How luxurious, to realize that the next draft of The Me, Without is not due to Fiona (best editor name, ever!) on Monday, but Friday “at the latest!” So in celebration of not over-killing myself and turning it Monday anyway (along with the feature for a client I have yet to finish), I cut out of work early and stretched this thirty-minutes of self-care thing into an entire afternoon of reading for pleasure: first some Thoreau, then a novel, and then some Anne of GG: “Isn’t it splendid to think of all the things there are to find out about? It just makes me feel glad to be alive–it’s such an interesting world.” Ah, Anne, how I’ve missed you!
I don’t have to push myself to vacuum or straighten the kitchen before bed. I had to push myself to mix some essential oils with vitamin e and give myself a stomach massage as I watched Cheers in bed before sleep tonight. What’s up with that? Cramping stomach pains and swollen joints and a young Ted Danson should be an easy 30-minute invitation to self-care. And it was, indeed, delightfully relaxing. But I had to push myself to get started.
Which I guess is the point of all of this.
As I was vacuuming the apartment (again) today, I thought of something Rebecca West, interior designer and the author of Happy Starts at Home, told me in the interview we took for The Me, Without in regard to building healthy habits: “If you just take these tiny little action steps, then you can build this tiny little bit of momentum, and that builds the confidence; you’re making a choice, your choice is being successful, you’re not afraid to make another choice, and then that is the hamster wheel of joy that you can end up on, right? Each action leads to another very doable action.”
I loved that phrase — hamster wheel of joy! And that’s what these thirty-minute Challenges are instilling back into my life, already. Today, I technically checked things off a list that have been lingering on my to-do’s for too long: rescheduling a doctor appointment, ordering a supplement, organizing receipts, etc. But I also vacuumed, again. And sat and read, again. Instead of collapsing after my work day was through, I took the tiny extra time to run on my metaphorical wheel. And I feel the leaner and stronger for it.
Yoga teaches us some things that can be hard to put together in one space. For example, we’re taught a sense of disconnection between the self and the body; I am not my body… I am not my mind. Understanding this idea, so many years ago now, felt freeing: if not the body often laden with pain, then I can more easily find compassion toward it and a greater sense of overall value in myself. But at the same time, with yoga, we’re also taught to live in, witness, and experience the sensations in our body. In this, I’m forced to connect with the same body that hurts me.
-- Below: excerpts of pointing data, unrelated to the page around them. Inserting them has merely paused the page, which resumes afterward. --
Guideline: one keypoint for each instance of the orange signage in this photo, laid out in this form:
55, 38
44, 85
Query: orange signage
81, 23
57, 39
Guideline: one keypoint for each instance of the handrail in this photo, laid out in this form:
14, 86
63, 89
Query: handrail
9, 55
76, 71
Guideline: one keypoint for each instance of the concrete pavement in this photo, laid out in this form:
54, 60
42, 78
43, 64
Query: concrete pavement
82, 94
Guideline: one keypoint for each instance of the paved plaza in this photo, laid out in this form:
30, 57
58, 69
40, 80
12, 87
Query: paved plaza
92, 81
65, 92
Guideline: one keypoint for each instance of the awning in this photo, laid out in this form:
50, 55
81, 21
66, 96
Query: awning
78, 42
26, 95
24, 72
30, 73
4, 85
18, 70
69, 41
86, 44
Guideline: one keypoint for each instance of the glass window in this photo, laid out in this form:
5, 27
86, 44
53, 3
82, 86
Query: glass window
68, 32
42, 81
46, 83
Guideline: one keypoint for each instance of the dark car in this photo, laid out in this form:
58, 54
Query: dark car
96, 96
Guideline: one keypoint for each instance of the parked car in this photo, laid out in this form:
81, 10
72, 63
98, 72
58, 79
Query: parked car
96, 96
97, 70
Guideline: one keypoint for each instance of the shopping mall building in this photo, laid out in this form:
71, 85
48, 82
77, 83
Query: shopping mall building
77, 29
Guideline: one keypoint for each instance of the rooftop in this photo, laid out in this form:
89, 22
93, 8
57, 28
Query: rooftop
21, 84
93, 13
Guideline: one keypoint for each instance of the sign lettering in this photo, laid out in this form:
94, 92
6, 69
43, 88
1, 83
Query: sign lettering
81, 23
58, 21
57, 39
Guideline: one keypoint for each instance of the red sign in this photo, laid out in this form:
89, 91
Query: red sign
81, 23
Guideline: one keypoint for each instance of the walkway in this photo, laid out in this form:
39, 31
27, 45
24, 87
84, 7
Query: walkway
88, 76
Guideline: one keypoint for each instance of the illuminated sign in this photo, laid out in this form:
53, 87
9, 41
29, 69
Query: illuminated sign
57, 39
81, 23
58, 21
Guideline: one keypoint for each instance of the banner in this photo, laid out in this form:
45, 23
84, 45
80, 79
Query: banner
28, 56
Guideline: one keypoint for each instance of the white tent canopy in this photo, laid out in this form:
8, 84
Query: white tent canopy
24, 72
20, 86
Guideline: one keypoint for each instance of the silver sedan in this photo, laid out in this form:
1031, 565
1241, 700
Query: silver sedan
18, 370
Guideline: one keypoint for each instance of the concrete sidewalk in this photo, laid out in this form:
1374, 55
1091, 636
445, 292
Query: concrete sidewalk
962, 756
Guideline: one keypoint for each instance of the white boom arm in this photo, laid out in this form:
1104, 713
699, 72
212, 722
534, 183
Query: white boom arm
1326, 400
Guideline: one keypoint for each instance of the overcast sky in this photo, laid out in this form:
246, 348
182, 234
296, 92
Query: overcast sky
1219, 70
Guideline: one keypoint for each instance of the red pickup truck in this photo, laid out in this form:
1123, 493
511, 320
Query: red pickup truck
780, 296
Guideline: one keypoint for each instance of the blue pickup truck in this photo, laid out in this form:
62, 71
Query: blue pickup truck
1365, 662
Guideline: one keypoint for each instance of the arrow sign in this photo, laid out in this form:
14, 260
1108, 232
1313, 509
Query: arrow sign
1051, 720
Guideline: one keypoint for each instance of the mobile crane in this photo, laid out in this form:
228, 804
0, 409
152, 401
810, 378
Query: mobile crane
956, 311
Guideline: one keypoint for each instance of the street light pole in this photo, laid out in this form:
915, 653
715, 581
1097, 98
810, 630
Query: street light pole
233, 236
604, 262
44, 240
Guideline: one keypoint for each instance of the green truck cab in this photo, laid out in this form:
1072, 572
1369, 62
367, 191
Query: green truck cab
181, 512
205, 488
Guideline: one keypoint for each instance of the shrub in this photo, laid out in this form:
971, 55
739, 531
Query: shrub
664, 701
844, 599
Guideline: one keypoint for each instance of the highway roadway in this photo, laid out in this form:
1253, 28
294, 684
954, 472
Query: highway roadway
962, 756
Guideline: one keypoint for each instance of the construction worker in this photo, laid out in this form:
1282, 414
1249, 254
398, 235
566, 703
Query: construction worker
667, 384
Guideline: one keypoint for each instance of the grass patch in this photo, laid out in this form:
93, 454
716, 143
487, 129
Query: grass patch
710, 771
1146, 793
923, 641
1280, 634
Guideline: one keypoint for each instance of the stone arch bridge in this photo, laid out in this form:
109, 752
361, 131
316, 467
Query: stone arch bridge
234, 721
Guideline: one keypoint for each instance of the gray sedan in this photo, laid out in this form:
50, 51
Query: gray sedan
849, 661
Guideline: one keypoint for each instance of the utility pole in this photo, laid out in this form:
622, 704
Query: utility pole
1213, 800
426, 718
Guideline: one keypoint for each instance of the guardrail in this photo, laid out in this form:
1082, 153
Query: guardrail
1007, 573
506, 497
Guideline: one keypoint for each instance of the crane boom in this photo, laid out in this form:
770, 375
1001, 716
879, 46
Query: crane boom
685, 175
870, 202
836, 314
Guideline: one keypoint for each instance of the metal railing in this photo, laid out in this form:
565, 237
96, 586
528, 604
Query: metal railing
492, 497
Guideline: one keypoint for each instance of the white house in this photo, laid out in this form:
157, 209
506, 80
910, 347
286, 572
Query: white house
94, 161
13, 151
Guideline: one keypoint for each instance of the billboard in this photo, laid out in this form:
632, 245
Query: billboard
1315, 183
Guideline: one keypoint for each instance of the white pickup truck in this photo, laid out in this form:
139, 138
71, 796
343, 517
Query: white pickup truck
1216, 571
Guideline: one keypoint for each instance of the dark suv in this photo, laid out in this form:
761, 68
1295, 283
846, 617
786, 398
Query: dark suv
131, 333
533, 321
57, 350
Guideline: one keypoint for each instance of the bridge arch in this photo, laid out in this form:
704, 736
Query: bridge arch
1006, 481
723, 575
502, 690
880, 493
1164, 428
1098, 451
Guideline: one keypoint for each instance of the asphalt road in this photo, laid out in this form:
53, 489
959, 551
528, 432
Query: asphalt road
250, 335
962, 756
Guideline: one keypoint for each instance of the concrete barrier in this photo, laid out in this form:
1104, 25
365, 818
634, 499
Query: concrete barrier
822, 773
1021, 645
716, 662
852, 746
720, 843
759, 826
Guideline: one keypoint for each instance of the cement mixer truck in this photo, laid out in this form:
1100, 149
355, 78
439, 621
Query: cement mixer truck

“Sometimes a little dis-connection is good,” said my teacher, last night. I went to a Hatha 1 class at Integral Yoga — the same wonderful school I’ve now been attending for almost ten years, when I found it during my last severe flare and started practicing meditation. I’d thought, last night, that my body was in a decent place. And that going to class would be a wonderful choice for my self-care Challenge. But sitting in the quiet room, invited to connect, it was like layers of skin shed too quickly, or armor fell off. I realized how much pain I was in; how much I had been holding. I couldn’t do things in those ninety minutes I had done in the same class one month ago — things I might be able to do next time; my body changes hourly, as I discussed with my teacher after. I discovered a few things that triggered symptoms — lessons I didn’t want.
I let tears fall when they needed to. I focused on my breath. And self-compassion. And I felt and feel so thankful for a school and teacher that truly provides a space for healing, growth, and a lifestyle of self-care.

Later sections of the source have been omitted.